At the moment the best place seem the happy middle between selective multisampling and image 'reconstruction'. For the latter I'd like to see someone try a better line detection and drawing system that provides an individual per-step interpolation.
 
Games still haven't really touched the most brutal fields of aliasing, some of which can't be dealt with in post processing at all. As the detail levels continue to increase, supersampling (although adaptive) will eventually become inevitable for AA.

The problem is that with offline rendering, you always have the option to add more hardware to make your deadlines. You can't do that with games and as the hardware gets older you have no other option but to compromise in order to get better overall visuals out of the system.
 
It's not so much about getting rid of subpixel info that is making people happy but the mass exploration of new approaches that has got people excited. WE know we can do it through supersampling but that is the dumb brute force approach. It's about working smarter not harder,
 
It's not so much about getting rid of subpixel info that is making people happy but the mass exploration of new approaches that has got people excited. WE know we can do it through supersampling but that is the dumb brute force approach. It's about working smarter not harder,
Sure, but MSAA is already not "brute force", and compression + coverage sampling have been around for ages and largely address the argument as well. I agree taking the reconstruction filter "beyond" the pixel level (anyone remember quincunx? Hehe) is useful, but an ordered grid is not enough.
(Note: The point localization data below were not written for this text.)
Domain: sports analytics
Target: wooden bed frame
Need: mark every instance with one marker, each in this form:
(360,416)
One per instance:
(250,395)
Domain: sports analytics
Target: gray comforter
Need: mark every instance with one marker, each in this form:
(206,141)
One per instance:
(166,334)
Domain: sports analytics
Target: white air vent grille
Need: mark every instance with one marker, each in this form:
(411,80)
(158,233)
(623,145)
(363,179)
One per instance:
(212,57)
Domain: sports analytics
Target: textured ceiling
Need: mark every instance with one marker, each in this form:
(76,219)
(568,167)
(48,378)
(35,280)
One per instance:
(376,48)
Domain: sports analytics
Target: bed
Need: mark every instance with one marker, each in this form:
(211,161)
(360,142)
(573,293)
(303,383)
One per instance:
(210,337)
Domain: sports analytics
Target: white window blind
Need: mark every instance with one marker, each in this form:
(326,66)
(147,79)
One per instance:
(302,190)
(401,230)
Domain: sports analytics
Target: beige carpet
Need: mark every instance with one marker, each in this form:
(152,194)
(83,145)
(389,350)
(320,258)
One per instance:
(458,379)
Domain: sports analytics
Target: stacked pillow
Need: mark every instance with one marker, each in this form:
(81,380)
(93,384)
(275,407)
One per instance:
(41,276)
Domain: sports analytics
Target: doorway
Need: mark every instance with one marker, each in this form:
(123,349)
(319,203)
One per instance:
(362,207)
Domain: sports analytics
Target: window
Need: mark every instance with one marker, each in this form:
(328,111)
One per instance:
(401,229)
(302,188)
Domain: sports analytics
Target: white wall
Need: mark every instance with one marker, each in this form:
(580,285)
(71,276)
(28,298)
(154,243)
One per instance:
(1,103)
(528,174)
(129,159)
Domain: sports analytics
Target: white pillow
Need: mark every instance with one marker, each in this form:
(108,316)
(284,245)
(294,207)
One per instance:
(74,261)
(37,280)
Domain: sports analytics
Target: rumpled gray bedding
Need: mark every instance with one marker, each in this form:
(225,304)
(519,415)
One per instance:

I'll say that more forcefully: filters that use purely ordered grids (such as any of the current screen-space AA methods) are not efficient. We've known that one for ages :)
 
It's all so fucking hacky and substandard too, all aimed at antiquated hardware which is irrelevant to me ... you can do better on DX10.1/11.
 
MSAA patterns, make them different for a grid of pixels (32*16 tile?), and use them to supersample colour as well as depth (which is already supersampled), and voila !
Of course this is supersampling, but you have pseudo random distribution and you trade aliasing for noise, which humans are less sensitive too.
An alternative would be to vary the pattern randomly for each pixel to get stochastic sampling. (And store that info.)

I wonder why we don't have that in hardware, it's likely IHV have studied that solution, so if anyone know why it was rejected, I'm all ears...
 
Should be just as easy to just vary them per pixel.

(I'm assuming subpixel U/V/Z are calculated by individual point/triangle intersection tests, and for those it doesn't really matter if the locations are fixed per pixel, per block or per frame.)